Improbabile ingegnere che cerca di sfuggire al previsto politically correct, passa da una donna a un’altra, da una fanciulla a un’altra e vorrebbe nella moglie una complice/madre, che lo affianchi e lo protegga nelle sue disperate scorribande alla ricerca di conferma. Esemplare di un maschile in bilico, nasconde in quel foulard trendy che porta al collo l’ansia di non sapere chi è, cosa vuole, al di fuori di quella fame avida di portarsi a letto l’universo mondo.
Sotterraneamente, oltre i dialoghi e l’ironia, due mondi che non si incontrano, destinati a restare estranei, a non poter dialogare se non attraverso il punto di non ritorno. Mi uccido. Ti uccido. E solo così mi vedi.
Ti vedo recitava il film Avatar come summa di una filosofia amorosa.
Frammenti di un discorso amoroso di Roland Barthes indaga le mille sfumature di un discorso ininterrotto e frainteso.
Sembra che ieri in quel ruggito del post Sessantotto, e oggi nel mondo dell’identità fluida e liquida di Bauman, non sia cambiata la scena.
Si incontrano sempre non nell’altro ma prima di tutto in se stessi un’anima immorale e un animale morale, come scriveva il filosofo ebraico Nilton Bonder nel suo splendido testo L’anima immorale, e le due istanze di un corpo morale che vuole restare e chiede certezze e di un’anima immorale che vuole cambiare, tradire e ricostruire nuovi equilibri, si scontrano continuamente in ciascun uomo e poi si riflettono nella coppia spesso cristallizzate in una sorta di impossibilità kafkiana, per cui per un componente amore fa rima con restare, con la saga dell’eterno ritorno, con un amore che si ripropone identico e che nutre con la sicurezza il corpo morale, e per l’altro invece amore è desiderio di tradire, di rompere uno schema e di nutrire con l’imprevisto e lo sconosciuto l’anima immorale.
Sono conciliabili queste due istanze, e fino a che punto?, si chiede “Coppia aperta quasi spalancata”, cercando la sintesi impossibile tra monogamia e pluriamore.
La domanda resta aperta senza risposte fisse, come la vita.
Per dare senso a quell’anima immorale che non conosce punti.
Aperta la coppia, aperta la domanda.
Restano gli individui, ciascuno con un suo dolore, una sua idiosincrasia, con un desiderio avido di incontro, spesso destinato a restare inesaudito.
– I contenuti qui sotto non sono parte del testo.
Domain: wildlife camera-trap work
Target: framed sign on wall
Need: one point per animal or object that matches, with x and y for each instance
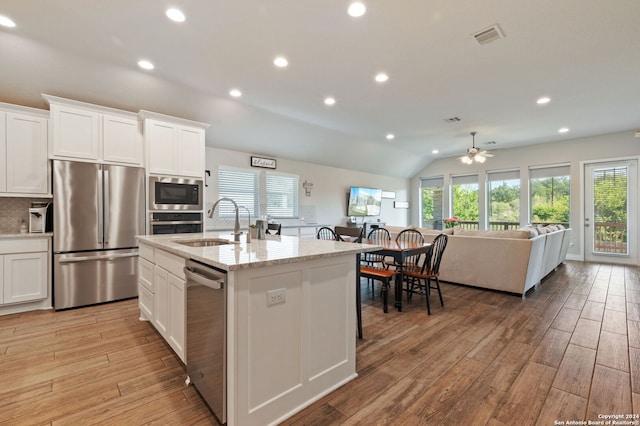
(266, 163)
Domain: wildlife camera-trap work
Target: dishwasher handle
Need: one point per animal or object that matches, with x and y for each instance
(213, 283)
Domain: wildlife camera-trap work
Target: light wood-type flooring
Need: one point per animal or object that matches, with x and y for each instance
(569, 351)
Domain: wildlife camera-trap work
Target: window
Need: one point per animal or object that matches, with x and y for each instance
(282, 195)
(503, 190)
(432, 202)
(239, 185)
(550, 190)
(464, 200)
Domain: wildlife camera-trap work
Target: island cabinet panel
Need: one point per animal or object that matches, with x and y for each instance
(284, 356)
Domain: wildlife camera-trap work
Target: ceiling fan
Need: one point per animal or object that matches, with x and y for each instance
(475, 154)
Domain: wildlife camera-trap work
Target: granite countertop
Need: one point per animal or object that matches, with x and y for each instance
(276, 249)
(27, 235)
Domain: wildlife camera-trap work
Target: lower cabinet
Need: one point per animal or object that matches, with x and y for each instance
(161, 286)
(24, 270)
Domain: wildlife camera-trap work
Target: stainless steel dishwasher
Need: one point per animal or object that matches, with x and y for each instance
(207, 334)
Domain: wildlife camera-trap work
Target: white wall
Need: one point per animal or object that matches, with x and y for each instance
(328, 200)
(573, 152)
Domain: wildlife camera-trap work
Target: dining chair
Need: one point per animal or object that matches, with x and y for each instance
(326, 233)
(385, 276)
(412, 236)
(430, 270)
(274, 228)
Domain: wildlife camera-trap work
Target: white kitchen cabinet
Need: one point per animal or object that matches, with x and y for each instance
(93, 133)
(24, 270)
(24, 168)
(161, 295)
(174, 146)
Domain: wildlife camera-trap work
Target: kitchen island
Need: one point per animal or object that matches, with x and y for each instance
(282, 353)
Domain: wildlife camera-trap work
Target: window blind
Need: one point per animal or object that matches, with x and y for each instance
(282, 195)
(239, 185)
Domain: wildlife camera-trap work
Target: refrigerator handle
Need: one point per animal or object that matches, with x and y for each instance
(100, 207)
(107, 209)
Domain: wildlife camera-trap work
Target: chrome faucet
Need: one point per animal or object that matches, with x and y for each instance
(236, 226)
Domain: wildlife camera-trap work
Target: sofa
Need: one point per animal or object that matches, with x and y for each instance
(510, 261)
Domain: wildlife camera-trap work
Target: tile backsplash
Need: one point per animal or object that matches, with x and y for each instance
(13, 211)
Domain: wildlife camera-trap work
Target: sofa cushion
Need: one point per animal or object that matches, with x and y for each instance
(492, 234)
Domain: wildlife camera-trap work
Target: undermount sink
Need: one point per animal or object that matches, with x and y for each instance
(203, 242)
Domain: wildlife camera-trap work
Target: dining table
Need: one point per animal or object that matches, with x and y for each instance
(400, 251)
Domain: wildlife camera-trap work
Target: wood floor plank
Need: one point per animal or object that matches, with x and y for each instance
(566, 320)
(525, 398)
(576, 368)
(561, 406)
(587, 333)
(592, 310)
(551, 349)
(610, 393)
(492, 356)
(613, 351)
(614, 321)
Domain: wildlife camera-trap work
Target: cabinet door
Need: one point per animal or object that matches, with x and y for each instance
(162, 139)
(26, 138)
(190, 152)
(161, 301)
(121, 142)
(75, 132)
(177, 315)
(3, 152)
(25, 277)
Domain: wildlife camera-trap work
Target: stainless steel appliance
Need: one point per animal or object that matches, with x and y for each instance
(175, 223)
(168, 193)
(207, 334)
(98, 210)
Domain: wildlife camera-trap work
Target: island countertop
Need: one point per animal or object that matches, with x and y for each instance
(276, 249)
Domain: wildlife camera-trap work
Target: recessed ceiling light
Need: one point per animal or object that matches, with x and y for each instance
(280, 62)
(381, 77)
(144, 64)
(329, 101)
(357, 9)
(175, 15)
(7, 22)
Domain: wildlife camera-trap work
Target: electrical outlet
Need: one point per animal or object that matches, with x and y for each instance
(276, 296)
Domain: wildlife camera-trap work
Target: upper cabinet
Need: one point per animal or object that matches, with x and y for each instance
(24, 167)
(174, 146)
(93, 133)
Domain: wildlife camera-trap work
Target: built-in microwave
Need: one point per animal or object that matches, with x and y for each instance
(169, 193)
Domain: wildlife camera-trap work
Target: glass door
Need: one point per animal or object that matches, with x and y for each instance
(610, 212)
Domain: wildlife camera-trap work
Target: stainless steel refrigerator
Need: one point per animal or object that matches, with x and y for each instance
(98, 210)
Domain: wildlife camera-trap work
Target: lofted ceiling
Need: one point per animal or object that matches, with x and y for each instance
(583, 54)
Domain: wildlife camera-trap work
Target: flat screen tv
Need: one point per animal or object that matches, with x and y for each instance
(364, 201)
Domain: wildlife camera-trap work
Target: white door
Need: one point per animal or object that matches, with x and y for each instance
(611, 212)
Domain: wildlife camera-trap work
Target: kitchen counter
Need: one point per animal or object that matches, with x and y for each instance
(276, 249)
(26, 235)
(282, 353)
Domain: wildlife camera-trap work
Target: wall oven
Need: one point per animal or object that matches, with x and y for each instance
(168, 193)
(175, 222)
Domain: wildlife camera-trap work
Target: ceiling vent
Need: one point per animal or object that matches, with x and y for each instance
(489, 35)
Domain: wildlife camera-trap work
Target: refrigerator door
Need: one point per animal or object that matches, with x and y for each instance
(94, 277)
(124, 202)
(77, 215)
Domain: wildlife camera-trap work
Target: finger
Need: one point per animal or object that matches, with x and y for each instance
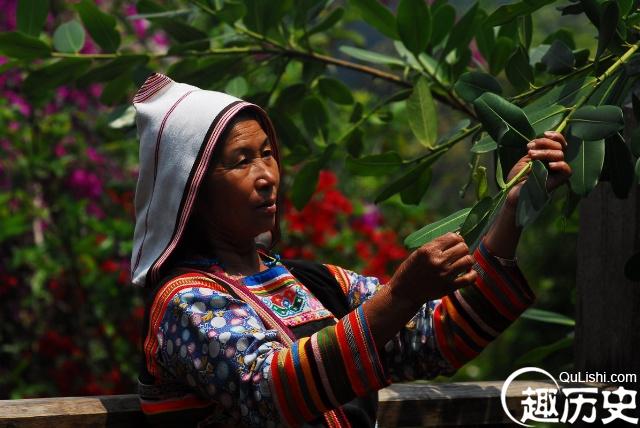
(561, 168)
(556, 136)
(466, 279)
(454, 253)
(461, 265)
(544, 143)
(547, 155)
(447, 240)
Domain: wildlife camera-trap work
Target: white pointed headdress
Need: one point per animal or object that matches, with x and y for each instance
(178, 126)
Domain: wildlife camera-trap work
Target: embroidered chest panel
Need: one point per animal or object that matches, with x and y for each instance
(290, 300)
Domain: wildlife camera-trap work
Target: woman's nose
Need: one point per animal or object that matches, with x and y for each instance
(267, 173)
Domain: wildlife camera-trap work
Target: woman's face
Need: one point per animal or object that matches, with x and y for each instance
(240, 188)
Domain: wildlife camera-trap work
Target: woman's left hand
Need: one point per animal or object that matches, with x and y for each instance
(549, 149)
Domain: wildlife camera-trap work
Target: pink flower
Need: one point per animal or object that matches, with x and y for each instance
(85, 184)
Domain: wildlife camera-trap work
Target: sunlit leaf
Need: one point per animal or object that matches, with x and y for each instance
(485, 144)
(374, 165)
(369, 56)
(100, 25)
(474, 83)
(595, 123)
(431, 231)
(69, 37)
(414, 24)
(509, 12)
(586, 159)
(421, 110)
(31, 16)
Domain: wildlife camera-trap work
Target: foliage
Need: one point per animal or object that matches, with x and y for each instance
(66, 208)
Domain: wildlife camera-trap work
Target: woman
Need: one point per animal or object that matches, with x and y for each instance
(235, 336)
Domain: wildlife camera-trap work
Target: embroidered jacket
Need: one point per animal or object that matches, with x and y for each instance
(218, 347)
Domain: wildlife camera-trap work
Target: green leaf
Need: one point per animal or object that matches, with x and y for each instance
(304, 183)
(480, 217)
(619, 165)
(406, 179)
(533, 195)
(502, 50)
(335, 90)
(31, 16)
(518, 70)
(559, 58)
(413, 25)
(374, 165)
(462, 32)
(332, 19)
(116, 90)
(548, 317)
(69, 37)
(315, 116)
(421, 110)
(431, 231)
(486, 144)
(595, 123)
(506, 13)
(373, 57)
(442, 23)
(376, 15)
(21, 46)
(55, 74)
(632, 267)
(412, 194)
(505, 122)
(547, 118)
(101, 26)
(482, 184)
(474, 83)
(111, 70)
(586, 159)
(610, 16)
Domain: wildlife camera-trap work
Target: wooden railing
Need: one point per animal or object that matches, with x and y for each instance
(407, 404)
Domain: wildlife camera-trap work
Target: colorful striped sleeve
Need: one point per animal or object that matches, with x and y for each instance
(448, 332)
(218, 345)
(466, 321)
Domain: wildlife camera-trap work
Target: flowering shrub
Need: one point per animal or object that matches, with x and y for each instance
(329, 231)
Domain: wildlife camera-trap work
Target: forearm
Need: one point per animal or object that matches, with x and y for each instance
(503, 236)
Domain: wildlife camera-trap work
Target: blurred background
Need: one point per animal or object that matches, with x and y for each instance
(68, 167)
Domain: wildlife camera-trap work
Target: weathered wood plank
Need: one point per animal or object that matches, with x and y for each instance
(408, 404)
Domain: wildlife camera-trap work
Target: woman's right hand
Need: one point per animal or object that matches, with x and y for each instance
(435, 270)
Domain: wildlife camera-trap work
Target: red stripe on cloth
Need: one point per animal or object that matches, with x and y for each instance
(293, 383)
(348, 360)
(278, 393)
(440, 338)
(499, 281)
(188, 402)
(363, 350)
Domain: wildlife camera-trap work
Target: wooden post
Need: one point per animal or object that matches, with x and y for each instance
(607, 304)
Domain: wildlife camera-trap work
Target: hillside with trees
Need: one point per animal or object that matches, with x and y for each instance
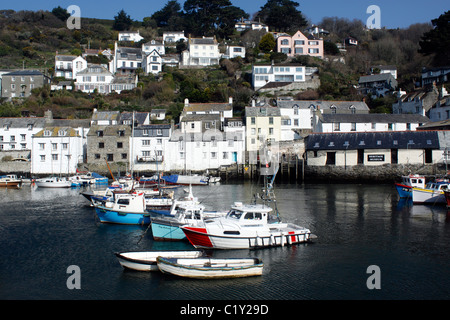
(31, 39)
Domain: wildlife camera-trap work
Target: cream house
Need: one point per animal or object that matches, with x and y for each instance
(201, 52)
(262, 124)
(299, 44)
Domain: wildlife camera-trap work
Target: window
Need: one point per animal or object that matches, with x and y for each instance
(336, 126)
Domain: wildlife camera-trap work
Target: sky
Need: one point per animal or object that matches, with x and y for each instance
(393, 13)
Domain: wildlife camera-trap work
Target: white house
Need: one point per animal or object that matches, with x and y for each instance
(152, 63)
(171, 37)
(125, 60)
(224, 110)
(369, 122)
(201, 52)
(56, 150)
(266, 73)
(94, 77)
(129, 36)
(244, 25)
(233, 52)
(418, 101)
(199, 145)
(441, 109)
(148, 145)
(17, 133)
(68, 66)
(153, 45)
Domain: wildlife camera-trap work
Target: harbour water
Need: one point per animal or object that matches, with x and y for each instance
(44, 231)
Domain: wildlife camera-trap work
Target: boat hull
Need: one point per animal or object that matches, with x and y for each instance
(425, 196)
(166, 231)
(107, 215)
(206, 268)
(202, 238)
(404, 191)
(146, 260)
(11, 184)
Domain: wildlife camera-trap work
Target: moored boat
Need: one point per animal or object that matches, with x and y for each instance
(53, 182)
(146, 260)
(10, 181)
(168, 228)
(211, 268)
(127, 208)
(404, 188)
(245, 227)
(433, 193)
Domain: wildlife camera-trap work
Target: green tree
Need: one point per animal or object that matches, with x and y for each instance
(437, 40)
(267, 43)
(205, 17)
(122, 21)
(282, 15)
(168, 14)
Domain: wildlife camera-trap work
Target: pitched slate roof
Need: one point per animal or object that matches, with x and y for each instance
(373, 140)
(262, 111)
(324, 104)
(374, 117)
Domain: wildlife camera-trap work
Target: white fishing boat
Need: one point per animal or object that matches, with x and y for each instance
(168, 227)
(10, 181)
(211, 268)
(146, 260)
(53, 182)
(433, 193)
(245, 227)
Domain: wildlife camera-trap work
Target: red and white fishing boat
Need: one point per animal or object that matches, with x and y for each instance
(245, 227)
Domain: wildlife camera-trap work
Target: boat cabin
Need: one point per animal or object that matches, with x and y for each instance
(249, 213)
(189, 212)
(414, 180)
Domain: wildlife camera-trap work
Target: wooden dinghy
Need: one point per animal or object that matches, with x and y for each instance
(211, 268)
(146, 260)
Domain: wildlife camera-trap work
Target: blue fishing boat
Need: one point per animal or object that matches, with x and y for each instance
(127, 208)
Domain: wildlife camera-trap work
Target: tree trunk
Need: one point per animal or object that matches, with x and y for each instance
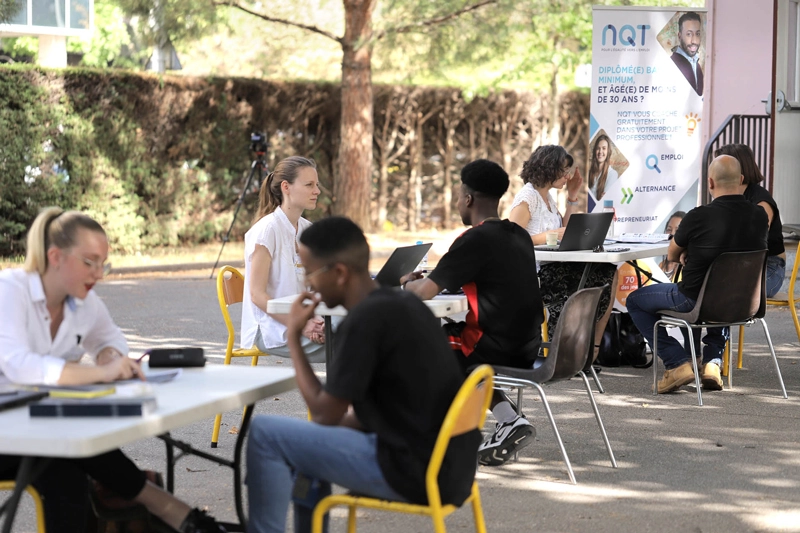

Resistono e restano i paradossi, le trame tra grottesco e incompatibilità in cui si vanno a incistare i dialoghi che dalla scena teatrale riecheggiano le nostre vite, quei dialoghi tanto spesso improbabili dell’amore, resi impossibili dall’amore stesso, da quell’attrito fatto di eros e luogo comune, da passione che non si arrende a finire incastrata tra le righe della banalità prosaica e quotidiana, e intimità spietata.
Viaggiamo paralleli, ciascuno col suo bagaglio di proiezioni, desideri e voglia di abbraccio, tra struggente tenerezza e sarcasmo velenoso, a cercare spiragli, spifferi e porte aperte che se diventano spalancate ci distruggono.
Ma sono vitali per sfuggire al cerchio stretto di un'unica risposta e di un unico castrante amore.